Case study · Procurement & risk
Procurement Save
- RoleProject Coordinator
- Context9 concurrent capital programs
- Scale$150K–$500K per program
- Relationships30+ vendors & contractors
The brief
As the primary point of contact across 30+ vendor and contractor relationships at GNY Equipment, every purchase order and change order moving through nine concurrent capital programs, each running $150K to $500K, passes through my desk before it reaches leadership.
I was the first set of eyes on all procurement activity: POs, change orders, and contract reviews across every active program. Building that review layer was part of the job, since it had often been overlooked in the past.
The approach
I caught an unconfirmed contract before it could trigger spend. I reviewed it with full situational context, then raised it with leadership before the purchase order went out. Leadership still wanted to keep the job moving, so rather than stall it outright, I built timelines that kept us aligned with the customer's needs while holding off on any large, unrecoverable spend until the contract was confirmed.

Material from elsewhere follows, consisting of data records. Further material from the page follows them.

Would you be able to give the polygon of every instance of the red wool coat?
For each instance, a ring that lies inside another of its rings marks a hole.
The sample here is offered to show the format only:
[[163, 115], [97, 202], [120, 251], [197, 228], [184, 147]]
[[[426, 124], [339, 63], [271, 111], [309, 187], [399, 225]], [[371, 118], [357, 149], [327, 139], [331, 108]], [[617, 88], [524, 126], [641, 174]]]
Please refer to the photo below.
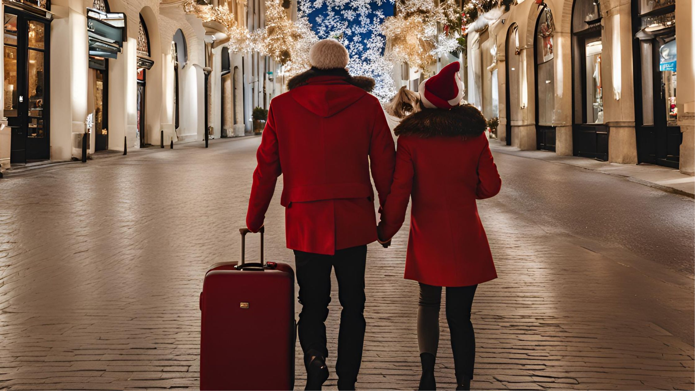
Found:
[[346, 71], [309, 70], [270, 102], [249, 200], [250, 230], [263, 225], [282, 174], [288, 248], [332, 255], [377, 239], [370, 168], [383, 205], [395, 150], [378, 99], [356, 86], [364, 81]]
[[412, 197], [405, 278], [462, 287], [497, 277], [476, 200], [500, 191], [501, 180], [475, 107], [425, 109], [407, 118], [379, 236], [393, 237]]

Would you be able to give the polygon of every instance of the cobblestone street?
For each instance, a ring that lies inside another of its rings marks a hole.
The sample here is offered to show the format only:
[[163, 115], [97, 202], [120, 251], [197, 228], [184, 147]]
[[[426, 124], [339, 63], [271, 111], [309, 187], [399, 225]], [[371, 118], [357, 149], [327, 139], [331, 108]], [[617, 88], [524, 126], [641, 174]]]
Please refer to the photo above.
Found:
[[[0, 179], [0, 389], [198, 388], [202, 278], [239, 257], [259, 142], [147, 149]], [[473, 303], [472, 388], [693, 390], [693, 199], [494, 155], [502, 189], [478, 206], [499, 278], [480, 285]], [[265, 257], [293, 265], [281, 191], [281, 180]], [[407, 237], [406, 225], [391, 248], [369, 248], [358, 389], [418, 385], [418, 286], [402, 278]], [[335, 352], [337, 300], [330, 310]], [[440, 389], [453, 389], [441, 315], [435, 376]], [[254, 325], [230, 332], [245, 329]], [[328, 365], [326, 388], [335, 389], [334, 356]]]

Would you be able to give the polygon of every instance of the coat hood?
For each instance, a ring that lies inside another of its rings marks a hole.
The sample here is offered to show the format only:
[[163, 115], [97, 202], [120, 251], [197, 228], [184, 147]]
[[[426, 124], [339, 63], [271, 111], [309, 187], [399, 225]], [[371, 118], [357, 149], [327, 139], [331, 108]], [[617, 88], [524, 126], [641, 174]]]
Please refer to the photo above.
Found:
[[457, 106], [448, 110], [423, 109], [406, 117], [393, 132], [396, 136], [422, 138], [480, 136], [487, 129], [482, 113], [471, 104]]
[[374, 80], [353, 77], [344, 69], [311, 68], [291, 79], [287, 86], [297, 103], [320, 117], [327, 118], [367, 95], [374, 88]]

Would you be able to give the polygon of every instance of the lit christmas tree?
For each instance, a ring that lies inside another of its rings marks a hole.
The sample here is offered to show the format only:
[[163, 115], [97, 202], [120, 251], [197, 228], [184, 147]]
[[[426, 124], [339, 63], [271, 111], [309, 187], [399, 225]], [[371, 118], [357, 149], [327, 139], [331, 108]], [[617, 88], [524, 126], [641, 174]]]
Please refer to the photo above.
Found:
[[373, 93], [382, 102], [395, 93], [393, 63], [384, 58], [386, 39], [380, 26], [393, 13], [393, 0], [299, 0], [319, 38], [341, 41], [350, 54], [348, 67], [354, 76], [368, 76], [376, 85]]

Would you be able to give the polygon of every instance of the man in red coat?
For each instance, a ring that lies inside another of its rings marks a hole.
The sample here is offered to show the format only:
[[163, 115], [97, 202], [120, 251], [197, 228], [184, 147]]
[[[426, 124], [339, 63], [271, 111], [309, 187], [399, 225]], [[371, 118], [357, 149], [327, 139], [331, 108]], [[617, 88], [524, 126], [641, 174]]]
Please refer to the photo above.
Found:
[[295, 250], [299, 338], [306, 390], [328, 378], [325, 358], [331, 269], [343, 307], [336, 372], [339, 390], [354, 390], [364, 340], [364, 269], [367, 244], [377, 240], [370, 168], [383, 206], [393, 177], [395, 150], [381, 104], [366, 90], [374, 81], [352, 77], [349, 57], [335, 40], [309, 51], [312, 67], [270, 102], [256, 157], [246, 224], [253, 232], [283, 175], [287, 247]]

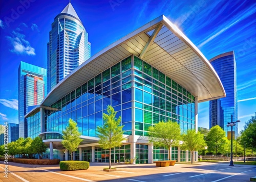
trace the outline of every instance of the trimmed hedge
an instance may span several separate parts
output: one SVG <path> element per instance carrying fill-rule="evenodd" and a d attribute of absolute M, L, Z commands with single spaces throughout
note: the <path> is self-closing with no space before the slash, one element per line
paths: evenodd
<path fill-rule="evenodd" d="M 89 166 L 90 163 L 87 161 L 68 161 L 59 163 L 59 168 L 63 171 L 87 169 Z"/>
<path fill-rule="evenodd" d="M 1 161 L 4 161 L 5 159 L 0 159 Z M 8 162 L 13 162 L 17 163 L 38 164 L 38 165 L 55 165 L 59 164 L 59 159 L 16 159 L 8 158 Z"/>

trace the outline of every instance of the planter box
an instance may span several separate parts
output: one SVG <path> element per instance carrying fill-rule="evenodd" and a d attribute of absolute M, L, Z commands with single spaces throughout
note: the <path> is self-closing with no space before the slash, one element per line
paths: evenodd
<path fill-rule="evenodd" d="M 116 168 L 112 168 L 112 169 L 104 168 L 103 169 L 103 171 L 106 172 L 116 171 Z"/>
<path fill-rule="evenodd" d="M 174 166 L 176 161 L 154 161 L 156 167 L 167 167 L 169 166 Z"/>

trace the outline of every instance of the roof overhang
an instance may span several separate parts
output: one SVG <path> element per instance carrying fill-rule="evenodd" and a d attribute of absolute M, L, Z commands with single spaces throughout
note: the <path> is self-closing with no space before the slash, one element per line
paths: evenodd
<path fill-rule="evenodd" d="M 154 32 L 152 35 L 150 31 Z M 50 106 L 131 55 L 140 57 L 181 85 L 197 97 L 198 102 L 226 96 L 209 61 L 175 25 L 162 15 L 83 63 L 52 89 L 41 105 Z"/>

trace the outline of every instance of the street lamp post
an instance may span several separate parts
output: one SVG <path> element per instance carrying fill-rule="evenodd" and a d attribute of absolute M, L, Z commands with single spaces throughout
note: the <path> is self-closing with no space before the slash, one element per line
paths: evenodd
<path fill-rule="evenodd" d="M 231 126 L 231 153 L 230 153 L 230 163 L 229 166 L 234 166 L 233 163 L 233 126 L 236 125 L 237 122 L 240 122 L 240 120 L 233 122 L 233 115 L 231 115 L 231 122 L 228 122 L 227 126 Z"/>

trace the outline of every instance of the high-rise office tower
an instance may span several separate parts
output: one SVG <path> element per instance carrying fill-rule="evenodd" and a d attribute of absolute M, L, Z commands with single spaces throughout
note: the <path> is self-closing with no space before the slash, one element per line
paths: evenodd
<path fill-rule="evenodd" d="M 88 34 L 70 3 L 54 18 L 47 52 L 48 93 L 91 57 Z"/>
<path fill-rule="evenodd" d="M 28 107 L 39 105 L 46 96 L 47 71 L 30 64 L 20 62 L 18 68 L 19 137 L 27 138 L 28 128 L 24 116 Z"/>
<path fill-rule="evenodd" d="M 226 91 L 226 97 L 209 102 L 209 128 L 216 125 L 221 127 L 227 134 L 231 131 L 227 126 L 231 122 L 238 119 L 238 100 L 237 94 L 237 66 L 233 51 L 218 55 L 209 61 L 217 72 Z M 235 137 L 238 136 L 238 126 L 233 126 Z"/>
<path fill-rule="evenodd" d="M 15 142 L 18 139 L 18 124 L 8 123 L 8 143 Z"/>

The hard part was managing upward. My supervisor wanted purchase orders placed despite the contract being unconfirmed, and the customer was pressing leadership directly to pull the delivery date earlier than what the quote specified. I had to push back on both the timeline and the pressure from above. With an unconfirmed PO and a casting schedule our vendor had already adjusted for us, there was no realistic way to hit the requested date. On a deal worth roughly $1.4 million, committing real spend on a verbal handshake was not a risk worth taking before the contract was firm.
The outcome
Prevented $50,000 to $60,000 in premature spend on an unconfirmed contract, and tightened the review step so the next one gets caught earlier in the cycle.